I for one welcome our new OS overlords

I've been saying it for years now. My first thoughts on the situation was the idea that there could be universal hardware drivers that any OS could use, coupled with a universal binary format that would run on any cpu. With those in place you could have OS's that could run on any computer, and software that could run on any OS.

Mind you, I had this idea back when I was programming my Amiga (and they were still being made...). So this was pre Java, before Linux and before any kind of reasonable emulation or virtual machines.

So here we are today. We have things like Java where you can, in theory, write code that will run on almost anything. We also have lots of interpreted languages that run effectively on almost anything, like PHP, perl, python, Javascript, etc etc.

But what about the os part? Well, we have Linux which does run on almost anything, and we have Windows which runs on only x86 hardware. But Linux lacks the driver support of Windows and Windows lacks the universality of Linux.

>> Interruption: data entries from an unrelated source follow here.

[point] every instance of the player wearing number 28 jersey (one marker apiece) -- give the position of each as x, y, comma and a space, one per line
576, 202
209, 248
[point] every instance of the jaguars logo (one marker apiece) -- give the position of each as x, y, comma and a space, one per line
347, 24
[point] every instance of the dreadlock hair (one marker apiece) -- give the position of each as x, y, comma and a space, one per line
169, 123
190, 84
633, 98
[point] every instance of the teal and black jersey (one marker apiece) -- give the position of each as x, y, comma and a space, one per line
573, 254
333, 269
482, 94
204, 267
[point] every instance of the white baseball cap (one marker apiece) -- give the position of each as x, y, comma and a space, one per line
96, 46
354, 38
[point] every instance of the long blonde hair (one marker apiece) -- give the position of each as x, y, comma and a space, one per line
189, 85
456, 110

Microsoft doesn't seem to be interested in decoupling Windows from the hardware (not that it would be easy, of course, but why bother?) and Linux as popular as it has become may never get to where Windows is.

Never mind other OS's.

Except for one thing. Virtual Machines. This software lets you virtually split up your hardware into multiple simulated machines. Thus, you can run Windows and Linux at the same time. You can run Linux on top of Windows and in theory take advantage of hardware drivers in Windows that arent in Linux.

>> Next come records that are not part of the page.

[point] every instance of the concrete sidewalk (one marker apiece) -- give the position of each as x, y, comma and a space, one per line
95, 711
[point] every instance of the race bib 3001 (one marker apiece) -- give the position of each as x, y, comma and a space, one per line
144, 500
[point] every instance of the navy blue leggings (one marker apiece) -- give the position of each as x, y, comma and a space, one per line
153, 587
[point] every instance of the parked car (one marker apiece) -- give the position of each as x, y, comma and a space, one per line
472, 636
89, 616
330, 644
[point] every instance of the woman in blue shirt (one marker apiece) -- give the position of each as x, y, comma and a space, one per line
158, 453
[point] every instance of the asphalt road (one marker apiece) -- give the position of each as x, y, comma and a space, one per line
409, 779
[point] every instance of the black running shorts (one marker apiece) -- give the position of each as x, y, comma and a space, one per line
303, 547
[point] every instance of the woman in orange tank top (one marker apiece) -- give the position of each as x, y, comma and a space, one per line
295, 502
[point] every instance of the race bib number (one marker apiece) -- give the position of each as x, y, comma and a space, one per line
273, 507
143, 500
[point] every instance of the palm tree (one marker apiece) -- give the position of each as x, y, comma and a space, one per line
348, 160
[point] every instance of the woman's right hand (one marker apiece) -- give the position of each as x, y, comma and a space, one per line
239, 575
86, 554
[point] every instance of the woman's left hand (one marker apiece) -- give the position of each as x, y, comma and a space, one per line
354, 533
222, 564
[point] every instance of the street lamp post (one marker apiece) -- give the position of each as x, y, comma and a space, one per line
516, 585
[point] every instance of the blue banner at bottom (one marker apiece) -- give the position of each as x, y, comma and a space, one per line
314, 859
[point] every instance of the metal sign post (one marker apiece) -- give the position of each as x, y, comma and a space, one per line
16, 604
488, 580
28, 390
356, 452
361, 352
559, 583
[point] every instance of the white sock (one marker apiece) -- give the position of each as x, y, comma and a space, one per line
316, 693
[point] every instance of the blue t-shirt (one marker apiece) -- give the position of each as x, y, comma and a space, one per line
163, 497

You are less restricted by having to choose an OS, since you can run many of them at once. At some point, your OS just wont matter any more. What will matter is your Virtual Machine, which will become the new OS. Which is as it should have been all along, because a Virtual Machine is the bare minimum of software required to make the hardware accessible from the software.

Windows may not be taken down by another, superior OS like Linux or MacOS or whatever comes along. It will be taken down by some Virtual Machine OS that lets you use any other OS's you want to use.

And Intel will be taken down when enough software is written in some portable binary format (java? .net? something else?) that makes choice of CPU irrelevant.